Uno de los máximos problemas a los que nos enfrentamos tiene que ver con que las crisis parecen manejar la historia de nuestro país. Y que los momentos de crecimiento o al menos de tranquilidad quedan sepultados ante la magnitud de los reveses. Quienes tienen más años, o a los que les gusta la historia, pueden recordar fácilmente sucesos que nos marcaron como país al menos en los últimos dos siglos: el Rodrigazo (1975), una crisis de Deuda (1982), la Hiperinflación (1989) y de Convertibilidad (2001), el estancamiento económico del último período de Cristina Kirchner y la falta de oportunidades y caída de la clase media con Mauricio Macri. Y luego llegó Alberto Fernández, y hoy la desesperanza se acrecienta.
Hoy no se habla de otro tema. O por lo menos la agenda político-económica gobierna nuestros días sin darnos tregua. Mientras tanto, vemos a diario la violencia en las calles. Como el video que se viralizó ayer en el cual una mujer escracha en un avión al ex ministro de Salud Ginés González García, y el ex médico le responde con una cachetada. Violento también es el jugador de fútbol que golpeó a una árbitra. O lo que se replica en otro video, con un chico de 14 años pateando a un árbitro en un partido de fútbol infantil en Buenos Aires. Hay violencia en la televisión, y mucho más en las redes sociales, que se han convertido en un termómetro de la sociedad. Los ejemplos sobran. Estamos casi siempre al borde de la tragedia.
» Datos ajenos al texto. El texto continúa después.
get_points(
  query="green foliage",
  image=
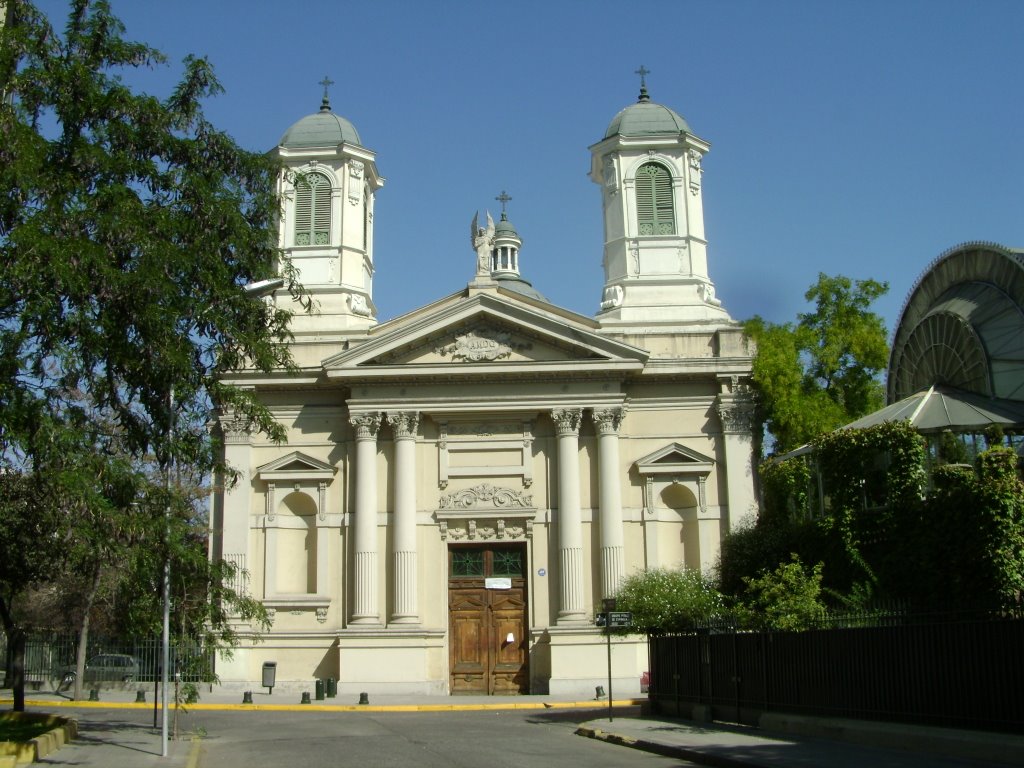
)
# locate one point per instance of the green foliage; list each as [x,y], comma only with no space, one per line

El humor de los argentinos se mide en la calle, donde las discusiones por el tránsito, por ejemplo, están a la orden del día. Vivimos sentados en un polvorín. Para peor, la clase dirigencial pareciera hacer muy poco por calmar esta situación. Ayer, en medio de los cambios en el Ministerio de Economía y con la mirada de los argentinos en una poco posible solución para los problemas que nos aquejan, en el Gobierno se pasaron el día refutando los argumentos del fiscal Diego Luciani en el juicio contra Cristina Kirchner, como si el desenlace de ese debate -clave como una cuestión judicial- fuera a permitirles a los argentinos llegar ya no a fin de mes, sino al 20 sin tener que vivir pendientes de una ingeniería económica familiar. O la oposición, que hoy dice tener la receta para salir del pozo en el que estamos metidos, cuando hace cuatro años no supieron cómo hacerlo y dejaron al país al borde del abismo. Pareciera haber una desorientación generalizada donde los políticos miran para otro lado, distinto a lo que los ciudadanos están esperando de ellos. En Tucumán, por ejemplo, parecen extasiados con las elecciones del próximo año, con ingenierías para saber quién se presentará para tal o cual cargo, cuando la mayoría de quienes habitan esta tierra no saben cómo van a llegar al próximo año. Las realidades parecen diametralmente opuestas.
El futuro. Esa palabra desvela. Los que tienen más años y ya formaron una familia no saben qué les deparará el futuro a sus hijos. Y los más jóvenes ven ese futuro, al menos en nuestro país, incierto. No es extraño entonces que hayan aumentado tanto las consultas para emigrar. Se siente que este país no tiene futuro.
A esta altura, los argentinos tratamos de aferrarnos a algo que nos traiga algo de paz. Que nos permita distraernos. Miramos con ansias la llegada de fin de año. Al menos que Messi y compañía nos den una alegría en Qatar. Algo que nos saque de la angustia con la que despertamos a diario. Y lo peor es que sabemos que La Argentina tiene todo para ser uno de los mejores países del mundo. Lástima que esto parezca ser sólo un simple consuelo.